Currently, there are insufficient scientific data regarding the efficacy and safety of direct oral anticoagulants (DOACs) compared to warfarin in patients with both liver cirrhosis (LC) and atrial fibrillation (AF). The aim of the study was to analyze the frequency and risk factors for the development of thrombotic and hemorrhagic complications in patients with LC and AF after DOAC treatment compared to warfarin. A randomized clinical trial was conducted including 56 patients with both LC and AF treated with dabigatran (n = 30) and warfarin (n = 26). The frequency and risk factors of hemorrhagic and thrombotic complications were evaluated after 3 months of observation. The overall frequency of bleeding was significantly higher after treatment with warfarin (p = 0.038). The frequency of major and minor bleeding events did not differ statistically significantly between the two groups (p > 0.05). Factors which significantly increased the risk of bleeding were: glomerular filtration rate (GFR) < 60 ml/min/1.73 m2 (adjusted hazard ratio (AHR) = 0.82, CI: 0.69-0.96, p = 0.02), constant of thrombin activity (CTA) < 25 units of low-frequency piezoelectric thromboelastography (AHR = 0.66, CI: 0.46-0.92, p = 0.017) and prior history of bleeding (AHR = 108, CI: 8.78-134, p < 0.001).
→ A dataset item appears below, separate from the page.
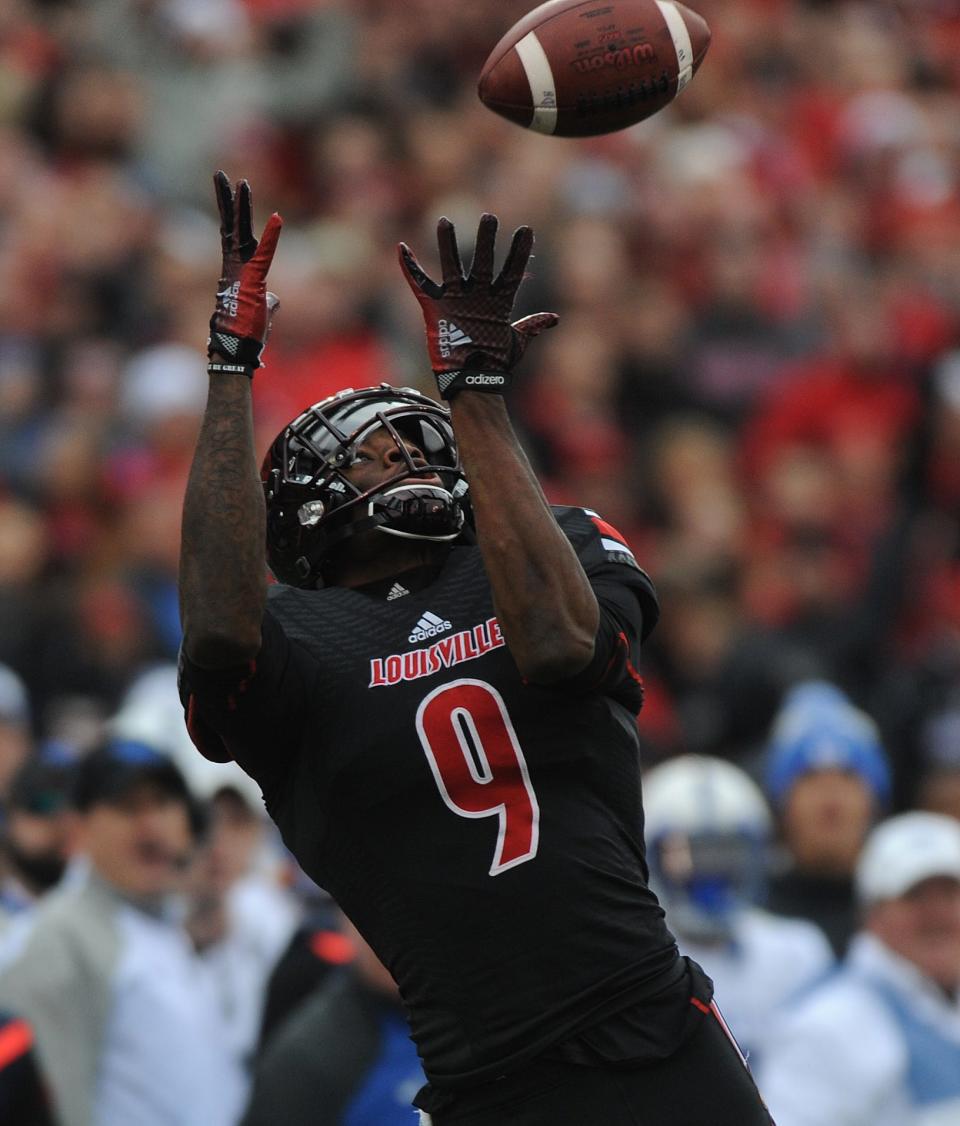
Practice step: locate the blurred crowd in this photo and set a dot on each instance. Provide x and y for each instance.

The use of dabigatran in patients with Child-Pugh class A and B of LC and AF has advantages over warfarin, as it is clinically associated with a lower incidence of bleeding. An increased risk of bleeding is observed in patients with LC classes A and B according to the Child-Pugh scale and AF, who have a reduced GFR < 60 ml/min/1.73 m2, CTA < 25 units and a prior history of bleeding.